I keep notes here. Most of these are related to travel, work, or books.

SQL Exercises for a 299,938 Line Database

17 Nov 2021SQL linux

            _      
           | |     
  ___  __ _| |     
 / __|/ _` | |     
 \__ \ (_| | |____ 
 |___/\__, |______|
         | |       
         |_|

If you want to practice SQL queries, you need a local database and some exercises to get you started. This post describes how to install a database with millions of lines. I then share some exercises to get you started on playing with the database.

Clone and use the db Employees

Employees is a machine generated db from the DataCharmer repository. It has 299938 employees and 2843227 salary records.
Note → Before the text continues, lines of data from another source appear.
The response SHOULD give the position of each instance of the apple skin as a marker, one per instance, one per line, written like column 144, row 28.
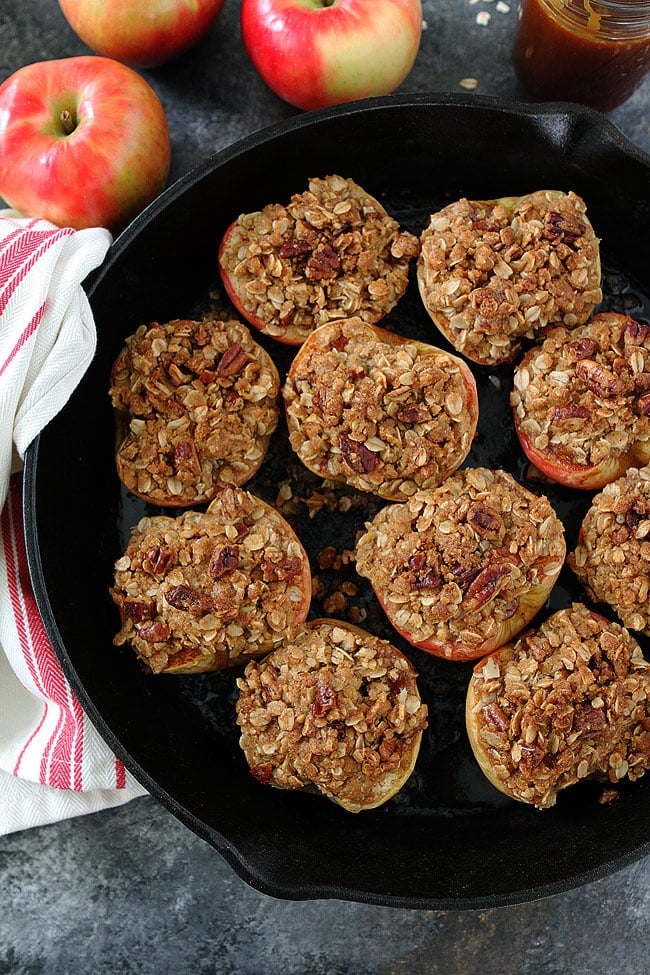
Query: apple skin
column 316, row 53
column 587, row 477
column 141, row 33
column 84, row 142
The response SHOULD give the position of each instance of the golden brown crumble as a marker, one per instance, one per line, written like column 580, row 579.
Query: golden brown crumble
column 492, row 272
column 612, row 557
column 196, row 405
column 583, row 395
column 568, row 701
column 208, row 590
column 456, row 567
column 332, row 252
column 335, row 710
column 385, row 416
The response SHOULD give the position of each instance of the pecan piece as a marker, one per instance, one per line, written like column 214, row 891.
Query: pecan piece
column 223, row 561
column 484, row 520
column 599, row 380
column 157, row 632
column 323, row 264
column 570, row 411
column 294, row 248
column 583, row 348
column 232, row 361
column 360, row 458
column 156, row 559
column 326, row 698
column 635, row 332
column 187, row 600
column 280, row 570
column 485, row 586
column 563, row 226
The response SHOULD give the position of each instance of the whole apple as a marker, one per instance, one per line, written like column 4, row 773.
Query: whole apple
column 83, row 142
column 142, row 33
column 314, row 53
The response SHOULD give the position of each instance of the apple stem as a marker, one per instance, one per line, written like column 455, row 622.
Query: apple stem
column 68, row 122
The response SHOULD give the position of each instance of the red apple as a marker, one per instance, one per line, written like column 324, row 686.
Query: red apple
column 142, row 33
column 83, row 142
column 314, row 53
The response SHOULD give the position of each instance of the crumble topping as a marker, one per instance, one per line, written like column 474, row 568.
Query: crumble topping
column 583, row 395
column 492, row 272
column 612, row 557
column 568, row 700
column 196, row 404
column 335, row 710
column 385, row 417
column 454, row 565
column 332, row 252
column 211, row 589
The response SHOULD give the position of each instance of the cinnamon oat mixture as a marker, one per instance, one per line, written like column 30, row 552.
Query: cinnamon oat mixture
column 196, row 404
column 332, row 252
column 461, row 568
column 583, row 395
column 335, row 710
column 612, row 557
column 208, row 590
column 569, row 700
column 492, row 272
column 385, row 417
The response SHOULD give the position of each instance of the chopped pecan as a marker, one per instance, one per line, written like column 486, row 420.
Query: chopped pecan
column 563, row 226
column 599, row 380
column 154, row 633
column 186, row 599
column 643, row 405
column 279, row 570
column 232, row 361
column 495, row 717
column 583, row 348
column 294, row 248
column 326, row 698
column 569, row 411
column 635, row 332
column 485, row 586
column 357, row 455
column 323, row 264
column 156, row 559
column 224, row 560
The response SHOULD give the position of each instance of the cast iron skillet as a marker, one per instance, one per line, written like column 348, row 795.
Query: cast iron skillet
column 449, row 840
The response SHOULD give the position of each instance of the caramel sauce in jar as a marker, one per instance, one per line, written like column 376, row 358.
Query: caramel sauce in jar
column 595, row 52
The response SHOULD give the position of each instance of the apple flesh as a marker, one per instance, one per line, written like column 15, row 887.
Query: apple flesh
column 315, row 53
column 141, row 33
column 83, row 142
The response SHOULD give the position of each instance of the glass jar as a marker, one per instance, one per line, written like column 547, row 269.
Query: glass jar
column 595, row 52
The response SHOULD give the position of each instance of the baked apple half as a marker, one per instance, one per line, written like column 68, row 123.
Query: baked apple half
column 195, row 406
column 332, row 252
column 493, row 272
column 459, row 570
column 581, row 401
column 207, row 590
column 336, row 711
column 569, row 700
column 380, row 412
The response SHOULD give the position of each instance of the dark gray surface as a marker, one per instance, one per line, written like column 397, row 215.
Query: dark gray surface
column 131, row 889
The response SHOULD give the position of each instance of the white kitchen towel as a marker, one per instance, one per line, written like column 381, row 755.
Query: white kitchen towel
column 53, row 762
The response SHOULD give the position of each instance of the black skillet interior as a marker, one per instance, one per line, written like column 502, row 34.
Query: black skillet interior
column 449, row 840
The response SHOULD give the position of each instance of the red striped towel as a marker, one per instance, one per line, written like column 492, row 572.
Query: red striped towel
column 53, row 762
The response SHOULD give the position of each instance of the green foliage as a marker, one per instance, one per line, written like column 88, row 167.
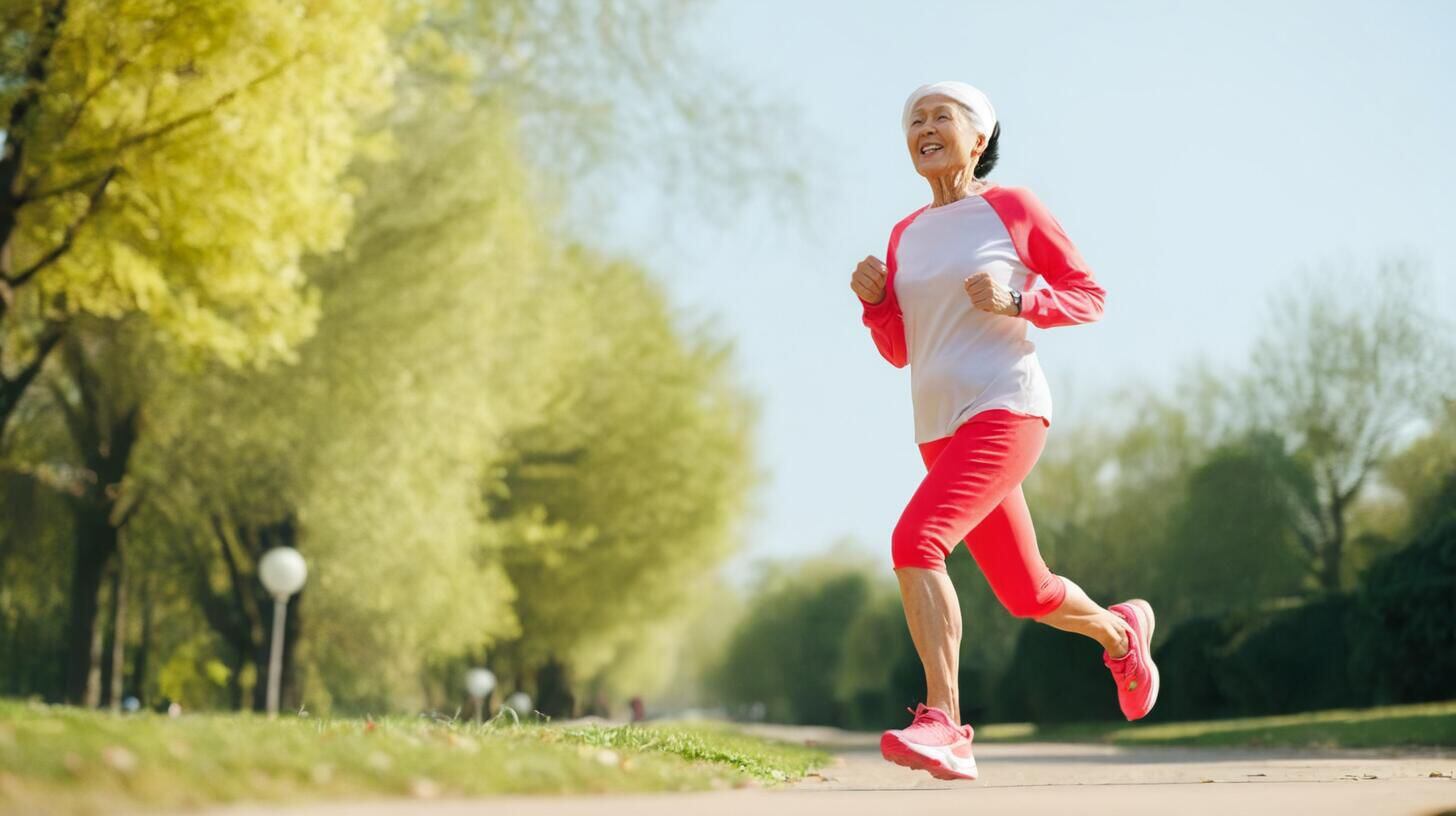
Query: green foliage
column 1405, row 618
column 1054, row 678
column 74, row 761
column 1232, row 536
column 789, row 649
column 181, row 159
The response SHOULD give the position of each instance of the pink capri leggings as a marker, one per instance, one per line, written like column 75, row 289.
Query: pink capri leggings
column 973, row 493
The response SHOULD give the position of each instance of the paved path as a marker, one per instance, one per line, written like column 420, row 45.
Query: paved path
column 1024, row 780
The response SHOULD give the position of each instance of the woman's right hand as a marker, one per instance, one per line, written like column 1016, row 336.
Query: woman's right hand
column 869, row 280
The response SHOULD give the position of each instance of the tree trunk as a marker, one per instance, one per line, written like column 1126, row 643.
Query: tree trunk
column 139, row 665
column 118, row 638
column 95, row 544
column 1332, row 557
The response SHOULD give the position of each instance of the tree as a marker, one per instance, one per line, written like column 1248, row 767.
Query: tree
column 367, row 452
column 176, row 161
column 1341, row 382
column 632, row 477
column 1233, row 541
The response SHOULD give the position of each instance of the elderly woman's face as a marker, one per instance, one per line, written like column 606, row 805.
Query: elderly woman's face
column 941, row 137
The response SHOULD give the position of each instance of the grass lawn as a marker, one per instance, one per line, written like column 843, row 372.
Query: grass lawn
column 58, row 759
column 1421, row 724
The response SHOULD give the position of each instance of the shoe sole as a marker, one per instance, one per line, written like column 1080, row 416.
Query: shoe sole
column 936, row 761
column 1149, row 622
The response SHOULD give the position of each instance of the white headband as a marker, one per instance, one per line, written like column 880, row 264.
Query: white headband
column 983, row 117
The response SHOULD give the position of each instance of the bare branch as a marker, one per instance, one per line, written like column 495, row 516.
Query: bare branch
column 187, row 118
column 70, row 232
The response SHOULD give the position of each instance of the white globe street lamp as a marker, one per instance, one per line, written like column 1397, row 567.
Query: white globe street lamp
column 283, row 573
column 479, row 684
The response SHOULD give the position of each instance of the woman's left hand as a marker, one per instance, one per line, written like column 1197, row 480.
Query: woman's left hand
column 990, row 296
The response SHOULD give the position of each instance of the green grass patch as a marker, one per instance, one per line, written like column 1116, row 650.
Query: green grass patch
column 1392, row 726
column 72, row 761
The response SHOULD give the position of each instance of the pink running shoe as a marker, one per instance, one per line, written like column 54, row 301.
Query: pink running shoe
column 1134, row 672
column 932, row 743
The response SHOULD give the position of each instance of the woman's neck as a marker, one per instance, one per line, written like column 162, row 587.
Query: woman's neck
column 952, row 187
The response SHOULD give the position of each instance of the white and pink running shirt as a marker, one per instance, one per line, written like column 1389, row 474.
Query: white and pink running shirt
column 964, row 360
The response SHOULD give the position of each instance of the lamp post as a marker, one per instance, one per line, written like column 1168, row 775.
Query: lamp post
column 283, row 573
column 479, row 684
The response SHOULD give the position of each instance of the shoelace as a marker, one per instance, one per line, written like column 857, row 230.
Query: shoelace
column 1127, row 668
column 919, row 716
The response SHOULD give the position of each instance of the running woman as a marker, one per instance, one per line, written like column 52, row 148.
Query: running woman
column 952, row 300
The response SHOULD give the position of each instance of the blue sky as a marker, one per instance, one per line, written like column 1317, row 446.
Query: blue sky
column 1203, row 158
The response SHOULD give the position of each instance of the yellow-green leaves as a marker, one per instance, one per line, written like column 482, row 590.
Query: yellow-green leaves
column 226, row 128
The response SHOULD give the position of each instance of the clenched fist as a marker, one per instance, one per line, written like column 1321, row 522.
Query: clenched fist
column 869, row 280
column 990, row 296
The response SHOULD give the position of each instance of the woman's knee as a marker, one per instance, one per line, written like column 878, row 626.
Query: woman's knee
column 912, row 545
column 1031, row 599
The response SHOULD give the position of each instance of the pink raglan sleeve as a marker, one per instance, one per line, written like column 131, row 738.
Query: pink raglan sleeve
column 1073, row 296
column 887, row 325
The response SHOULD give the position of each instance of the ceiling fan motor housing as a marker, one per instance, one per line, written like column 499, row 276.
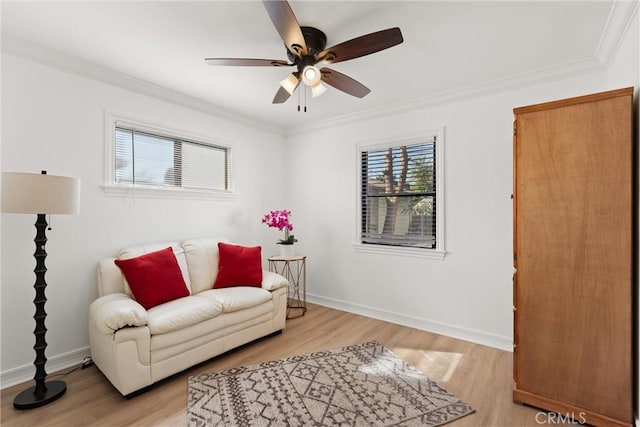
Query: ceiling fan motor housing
column 316, row 41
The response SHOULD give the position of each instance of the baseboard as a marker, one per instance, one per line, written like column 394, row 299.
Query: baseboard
column 466, row 334
column 22, row 374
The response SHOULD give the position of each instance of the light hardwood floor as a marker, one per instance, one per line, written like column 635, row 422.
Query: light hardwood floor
column 479, row 375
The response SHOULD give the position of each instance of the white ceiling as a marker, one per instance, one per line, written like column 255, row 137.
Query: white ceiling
column 448, row 46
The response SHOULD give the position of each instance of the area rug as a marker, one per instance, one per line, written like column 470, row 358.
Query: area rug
column 360, row 385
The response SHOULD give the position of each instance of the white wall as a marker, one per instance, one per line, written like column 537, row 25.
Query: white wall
column 469, row 294
column 55, row 121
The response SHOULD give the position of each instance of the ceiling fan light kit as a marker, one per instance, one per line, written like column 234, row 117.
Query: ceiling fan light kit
column 306, row 48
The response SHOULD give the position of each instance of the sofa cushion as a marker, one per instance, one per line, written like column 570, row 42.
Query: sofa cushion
column 239, row 266
column 136, row 251
column 154, row 278
column 237, row 298
column 272, row 281
column 202, row 260
column 180, row 313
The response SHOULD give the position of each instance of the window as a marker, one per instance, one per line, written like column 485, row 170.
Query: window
column 149, row 159
column 399, row 194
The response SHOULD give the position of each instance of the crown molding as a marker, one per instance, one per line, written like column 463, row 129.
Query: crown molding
column 56, row 59
column 620, row 19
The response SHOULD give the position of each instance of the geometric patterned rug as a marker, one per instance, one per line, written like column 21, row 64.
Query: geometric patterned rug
column 360, row 385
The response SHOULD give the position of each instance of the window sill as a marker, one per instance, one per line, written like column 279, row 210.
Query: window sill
column 165, row 193
column 400, row 251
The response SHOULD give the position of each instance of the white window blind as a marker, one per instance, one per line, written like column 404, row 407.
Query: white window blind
column 398, row 195
column 151, row 159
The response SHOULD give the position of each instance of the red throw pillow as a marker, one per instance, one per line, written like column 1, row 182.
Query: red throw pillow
column 154, row 278
column 239, row 266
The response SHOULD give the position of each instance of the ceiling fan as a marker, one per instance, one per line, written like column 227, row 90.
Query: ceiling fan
column 306, row 49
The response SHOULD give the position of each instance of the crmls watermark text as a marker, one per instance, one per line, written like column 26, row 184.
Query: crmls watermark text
column 568, row 418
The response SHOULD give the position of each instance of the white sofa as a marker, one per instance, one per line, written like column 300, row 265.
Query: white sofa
column 135, row 347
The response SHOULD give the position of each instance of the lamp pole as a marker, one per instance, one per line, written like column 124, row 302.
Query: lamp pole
column 42, row 392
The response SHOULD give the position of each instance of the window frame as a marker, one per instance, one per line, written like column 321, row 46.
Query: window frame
column 112, row 188
column 439, row 251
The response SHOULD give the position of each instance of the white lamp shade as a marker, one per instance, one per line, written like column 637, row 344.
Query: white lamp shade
column 290, row 83
column 39, row 193
column 318, row 89
column 311, row 75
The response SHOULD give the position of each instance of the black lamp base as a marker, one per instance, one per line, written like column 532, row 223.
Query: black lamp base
column 28, row 399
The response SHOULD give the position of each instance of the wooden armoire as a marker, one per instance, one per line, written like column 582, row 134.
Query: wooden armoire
column 573, row 286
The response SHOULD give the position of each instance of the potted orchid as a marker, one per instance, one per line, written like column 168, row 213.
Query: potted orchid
column 280, row 220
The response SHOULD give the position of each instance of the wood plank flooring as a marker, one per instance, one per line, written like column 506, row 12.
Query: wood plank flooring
column 479, row 375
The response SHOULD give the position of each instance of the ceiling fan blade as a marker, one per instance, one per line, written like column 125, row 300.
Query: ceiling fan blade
column 287, row 25
column 247, row 62
column 344, row 83
column 361, row 46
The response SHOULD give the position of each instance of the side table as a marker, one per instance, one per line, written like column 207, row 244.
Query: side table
column 294, row 268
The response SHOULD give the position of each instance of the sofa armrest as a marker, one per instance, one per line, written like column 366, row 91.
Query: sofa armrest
column 272, row 281
column 116, row 311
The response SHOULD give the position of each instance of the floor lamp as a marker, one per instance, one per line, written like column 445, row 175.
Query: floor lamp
column 40, row 194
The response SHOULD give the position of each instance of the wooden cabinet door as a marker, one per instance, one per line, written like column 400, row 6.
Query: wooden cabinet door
column 573, row 257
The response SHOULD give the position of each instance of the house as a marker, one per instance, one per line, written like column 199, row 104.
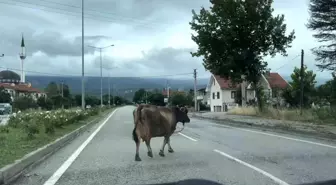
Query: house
column 223, row 93
column 10, row 81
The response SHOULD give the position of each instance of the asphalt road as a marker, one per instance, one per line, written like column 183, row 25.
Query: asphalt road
column 204, row 150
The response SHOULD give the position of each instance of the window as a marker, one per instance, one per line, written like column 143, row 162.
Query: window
column 233, row 94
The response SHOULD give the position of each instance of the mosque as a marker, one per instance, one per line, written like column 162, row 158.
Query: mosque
column 15, row 84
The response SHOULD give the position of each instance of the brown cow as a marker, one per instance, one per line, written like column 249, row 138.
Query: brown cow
column 155, row 121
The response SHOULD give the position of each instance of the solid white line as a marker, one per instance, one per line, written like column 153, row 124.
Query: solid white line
column 275, row 179
column 60, row 171
column 289, row 138
column 187, row 137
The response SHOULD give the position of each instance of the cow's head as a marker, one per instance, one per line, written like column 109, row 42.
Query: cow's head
column 181, row 114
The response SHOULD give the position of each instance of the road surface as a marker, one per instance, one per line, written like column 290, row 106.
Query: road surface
column 204, row 150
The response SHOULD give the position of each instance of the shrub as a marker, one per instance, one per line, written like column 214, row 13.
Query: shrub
column 31, row 121
column 322, row 115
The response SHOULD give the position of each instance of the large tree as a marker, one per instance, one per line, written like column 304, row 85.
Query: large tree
column 234, row 36
column 323, row 19
column 5, row 97
column 292, row 94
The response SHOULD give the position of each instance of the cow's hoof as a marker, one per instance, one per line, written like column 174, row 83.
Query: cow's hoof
column 161, row 153
column 137, row 158
column 150, row 154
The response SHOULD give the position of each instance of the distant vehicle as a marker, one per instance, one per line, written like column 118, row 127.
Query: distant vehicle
column 5, row 108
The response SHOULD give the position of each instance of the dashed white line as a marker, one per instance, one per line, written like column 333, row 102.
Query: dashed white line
column 187, row 137
column 275, row 179
column 60, row 171
column 288, row 138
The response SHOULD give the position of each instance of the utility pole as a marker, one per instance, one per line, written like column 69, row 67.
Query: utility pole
column 109, row 91
column 195, row 94
column 62, row 94
column 301, row 79
column 101, row 71
column 83, row 88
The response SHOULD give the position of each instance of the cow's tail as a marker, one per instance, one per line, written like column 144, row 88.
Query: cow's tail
column 138, row 113
column 135, row 136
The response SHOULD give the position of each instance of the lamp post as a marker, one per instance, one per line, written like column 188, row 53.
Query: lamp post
column 101, row 71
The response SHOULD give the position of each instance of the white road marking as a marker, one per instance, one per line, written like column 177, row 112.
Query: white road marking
column 60, row 171
column 289, row 138
column 187, row 137
column 275, row 179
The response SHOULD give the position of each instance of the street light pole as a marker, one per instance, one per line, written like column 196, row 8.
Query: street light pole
column 101, row 79
column 101, row 71
column 83, row 88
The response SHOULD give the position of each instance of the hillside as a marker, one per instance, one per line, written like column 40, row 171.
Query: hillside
column 124, row 86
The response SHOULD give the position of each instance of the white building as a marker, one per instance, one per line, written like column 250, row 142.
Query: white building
column 221, row 92
column 10, row 81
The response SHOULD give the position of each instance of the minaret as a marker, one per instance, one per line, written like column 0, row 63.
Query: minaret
column 22, row 57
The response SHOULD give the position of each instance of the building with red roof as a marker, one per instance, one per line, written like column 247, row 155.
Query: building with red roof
column 222, row 92
column 10, row 81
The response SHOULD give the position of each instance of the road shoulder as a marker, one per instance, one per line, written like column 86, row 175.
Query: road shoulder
column 322, row 132
column 22, row 166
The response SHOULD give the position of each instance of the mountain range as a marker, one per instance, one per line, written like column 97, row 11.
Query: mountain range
column 123, row 86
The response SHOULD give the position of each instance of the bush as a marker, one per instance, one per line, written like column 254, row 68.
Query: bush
column 322, row 115
column 31, row 122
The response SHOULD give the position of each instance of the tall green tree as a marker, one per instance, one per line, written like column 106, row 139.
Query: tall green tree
column 52, row 89
column 139, row 96
column 327, row 91
column 156, row 99
column 292, row 94
column 5, row 97
column 234, row 36
column 322, row 20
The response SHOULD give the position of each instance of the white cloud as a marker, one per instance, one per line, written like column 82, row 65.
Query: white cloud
column 150, row 37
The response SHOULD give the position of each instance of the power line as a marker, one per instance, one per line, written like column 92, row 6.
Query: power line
column 287, row 62
column 75, row 75
column 76, row 14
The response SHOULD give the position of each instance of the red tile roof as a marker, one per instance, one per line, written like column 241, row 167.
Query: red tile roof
column 164, row 92
column 274, row 79
column 225, row 83
column 20, row 87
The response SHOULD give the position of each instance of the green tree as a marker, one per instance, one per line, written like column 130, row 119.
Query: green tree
column 139, row 96
column 52, row 89
column 179, row 99
column 24, row 103
column 156, row 99
column 327, row 91
column 322, row 20
column 292, row 94
column 5, row 97
column 45, row 103
column 234, row 36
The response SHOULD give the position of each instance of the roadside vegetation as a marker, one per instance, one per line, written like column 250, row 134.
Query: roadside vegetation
column 319, row 105
column 29, row 130
column 318, row 116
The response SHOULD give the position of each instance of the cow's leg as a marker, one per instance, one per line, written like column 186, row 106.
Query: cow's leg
column 161, row 153
column 149, row 153
column 137, row 143
column 170, row 149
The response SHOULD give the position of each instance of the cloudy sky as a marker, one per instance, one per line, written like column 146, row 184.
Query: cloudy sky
column 151, row 37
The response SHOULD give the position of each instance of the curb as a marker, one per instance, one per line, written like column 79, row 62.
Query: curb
column 276, row 128
column 13, row 171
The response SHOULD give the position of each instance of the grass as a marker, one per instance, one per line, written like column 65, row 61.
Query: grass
column 14, row 143
column 319, row 116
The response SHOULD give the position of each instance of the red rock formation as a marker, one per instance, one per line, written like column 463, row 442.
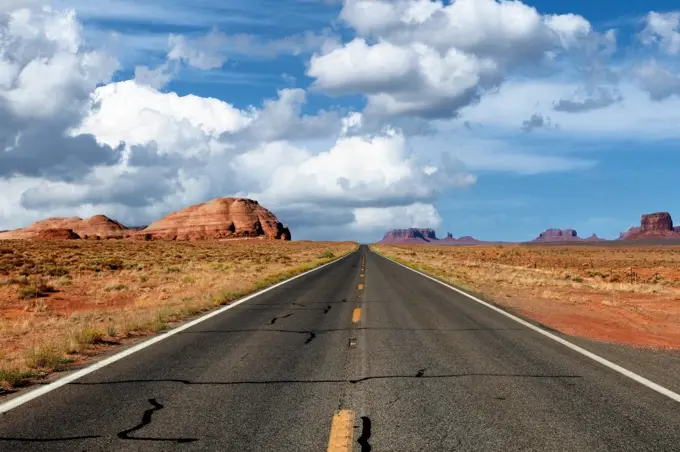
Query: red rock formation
column 653, row 225
column 424, row 237
column 98, row 226
column 221, row 218
column 594, row 238
column 558, row 235
column 412, row 235
column 57, row 234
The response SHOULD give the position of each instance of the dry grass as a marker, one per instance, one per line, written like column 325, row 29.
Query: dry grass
column 626, row 294
column 61, row 302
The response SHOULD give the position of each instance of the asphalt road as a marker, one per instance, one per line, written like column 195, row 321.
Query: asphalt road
column 430, row 371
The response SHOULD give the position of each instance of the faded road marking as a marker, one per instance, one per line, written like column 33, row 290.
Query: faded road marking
column 356, row 315
column 342, row 431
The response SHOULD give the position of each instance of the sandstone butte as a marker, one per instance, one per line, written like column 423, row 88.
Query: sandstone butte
column 97, row 227
column 653, row 225
column 414, row 236
column 221, row 218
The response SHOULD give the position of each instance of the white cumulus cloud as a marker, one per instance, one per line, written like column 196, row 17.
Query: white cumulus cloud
column 430, row 59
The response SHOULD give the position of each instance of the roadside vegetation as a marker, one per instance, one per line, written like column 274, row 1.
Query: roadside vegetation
column 62, row 302
column 627, row 294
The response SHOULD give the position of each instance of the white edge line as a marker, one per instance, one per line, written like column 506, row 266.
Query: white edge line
column 34, row 394
column 623, row 371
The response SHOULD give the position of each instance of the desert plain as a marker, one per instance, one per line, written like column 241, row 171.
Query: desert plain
column 64, row 301
column 626, row 294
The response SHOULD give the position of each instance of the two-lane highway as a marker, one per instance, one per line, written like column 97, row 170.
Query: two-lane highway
column 418, row 366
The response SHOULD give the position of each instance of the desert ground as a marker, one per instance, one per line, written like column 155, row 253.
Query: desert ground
column 627, row 294
column 61, row 302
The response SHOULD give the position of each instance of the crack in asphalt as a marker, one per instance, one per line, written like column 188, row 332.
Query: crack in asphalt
column 273, row 321
column 146, row 420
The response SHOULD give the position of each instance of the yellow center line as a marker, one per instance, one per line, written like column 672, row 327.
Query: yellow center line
column 356, row 315
column 342, row 430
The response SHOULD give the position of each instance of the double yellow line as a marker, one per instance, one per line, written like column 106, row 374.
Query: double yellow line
column 342, row 425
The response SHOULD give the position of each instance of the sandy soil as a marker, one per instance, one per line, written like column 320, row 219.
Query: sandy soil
column 63, row 301
column 626, row 295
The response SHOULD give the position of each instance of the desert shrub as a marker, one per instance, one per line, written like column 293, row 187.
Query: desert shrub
column 88, row 336
column 115, row 287
column 44, row 357
column 29, row 291
column 14, row 377
column 55, row 271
Its schema is shown at the end of this article. (You can try a much smaller practice DB described in my article: SQL Exercises for a 40 Line Database.)

To get started, clone the repo at https://github.com/datacharmer/test_db

git clone https://github.com/datacharmer/test_db

and then run from the CLI, as super user

$ sudo mysql < employees.sql

Exercises

Now that you have the data set, try these exercieses.

Solve each SQL challenge using a SQL query. (Scroll down for solutions.)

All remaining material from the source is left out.